Regarding the creatinine medians between living and dead, statistically significant differences were found, although the medians of both groups do not indicate that these levels are out of range (0.28 vs. 0.59, respectively). However, at the 75th percentile, only in the deceased is the number of standard values exceeded.

Interestingly, thrombocytopenia, D-dimer, nutritional status, and disseminated intravascular coagulation were significantly associated with reduced survival in this cohort.

The literature proposes two hypotheses regarding thrombocytopenia in COVID-19 patients. The first one proposes coronaviruses per se lead to a hematopoietic inhibition; and the second one proposes the lung as one of the organs where mature megakaryocytes release thrombocytes; hence, the thrombocytopenia may be associated with lung damage in COVID-19 patients (39, 40). Nevertheless, the specific pathway behind thrombocytopenia is poorly studied.
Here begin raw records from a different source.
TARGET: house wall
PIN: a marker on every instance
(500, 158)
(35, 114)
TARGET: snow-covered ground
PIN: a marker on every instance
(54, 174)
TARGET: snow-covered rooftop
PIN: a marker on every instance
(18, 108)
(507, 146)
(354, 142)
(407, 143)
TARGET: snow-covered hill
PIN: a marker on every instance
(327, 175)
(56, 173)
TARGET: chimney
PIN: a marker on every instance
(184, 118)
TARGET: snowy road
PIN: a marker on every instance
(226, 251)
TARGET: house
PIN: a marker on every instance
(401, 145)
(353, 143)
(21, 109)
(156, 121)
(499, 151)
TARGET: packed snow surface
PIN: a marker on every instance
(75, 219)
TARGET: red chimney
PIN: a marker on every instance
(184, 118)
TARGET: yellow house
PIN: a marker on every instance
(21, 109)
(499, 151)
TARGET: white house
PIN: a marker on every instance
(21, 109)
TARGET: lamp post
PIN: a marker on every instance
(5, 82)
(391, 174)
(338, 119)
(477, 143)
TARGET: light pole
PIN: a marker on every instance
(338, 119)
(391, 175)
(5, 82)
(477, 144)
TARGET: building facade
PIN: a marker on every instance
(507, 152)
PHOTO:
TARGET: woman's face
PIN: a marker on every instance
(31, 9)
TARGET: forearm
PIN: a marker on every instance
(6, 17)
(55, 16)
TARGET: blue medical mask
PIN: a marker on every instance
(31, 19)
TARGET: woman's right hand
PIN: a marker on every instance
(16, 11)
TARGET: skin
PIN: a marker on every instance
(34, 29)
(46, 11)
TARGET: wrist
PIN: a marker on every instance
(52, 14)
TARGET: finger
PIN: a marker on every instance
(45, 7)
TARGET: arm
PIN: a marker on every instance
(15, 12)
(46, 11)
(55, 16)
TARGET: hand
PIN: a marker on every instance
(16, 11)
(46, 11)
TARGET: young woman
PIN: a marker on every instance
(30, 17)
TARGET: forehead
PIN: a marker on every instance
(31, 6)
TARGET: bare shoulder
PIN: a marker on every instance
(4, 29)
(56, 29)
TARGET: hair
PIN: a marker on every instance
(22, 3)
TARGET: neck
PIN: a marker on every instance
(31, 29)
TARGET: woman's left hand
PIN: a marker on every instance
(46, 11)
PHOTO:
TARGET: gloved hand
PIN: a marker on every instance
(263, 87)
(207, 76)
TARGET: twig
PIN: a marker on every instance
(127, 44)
The mechanism by which D-dimer increases in COVID-19 patients is not fully understood either. However, it is proposed that the observed elevation implies a hyperfibrinolysis status and an inflammatory load increase triggered by the SARS-CoV-2 infection (41, 42).

Several mechanisms contributing to the coagulation disorder observed in the DIC have been proposed. The coagulation onset and propagation, simultaneous impairment of anticoagulation pathways, and an endogenous fibrinolysis deficit, all as a systemic inflammatory activation outcome, give rise to platelet activation and fibrin storage. Eventually, these lead to platelets, and procoagulant factors intake, thus causing an associated bleeding diathesis (43).

Conclusion

Fever was the most frequent symptom; acute respiratory failure was the main complication, followed by added infections; the clinical parameters associated with mortality were stage IV tumor, intubation, saturation percentage, RDW, thrombocytopenia, creatinine, ALT, D-dimer, ferritin, and FiO2 percentage. The thrombocytopenia, D-dimer, nutritional status, and disseminated intravascular coagulation were significantly associated with lower survival.

Limitations

This is a retrospective study with a limited sample size in a single institution; however, one advantage of it is having a captive population (cohort), which has defined and validated variables (clinical laboratories, comorbidities, treatment, and survival).

Data availability statement

The raw data supporting the conclusions of this article will be made available by the authors, without undue reservation.

Author contributions

L-MH-R, LT-E, and MD-L performed the search strategy and selection criteria and wrote and reviewed the manuscript. LT-E, MD-L, and AA-G wrote and reviewed the manuscript. LV-H, AG-G, MA-O, and RC-C provided the clinical data, nutritional status data, and reviewed the manuscript. All authors contributed to the article and approved the submitted version.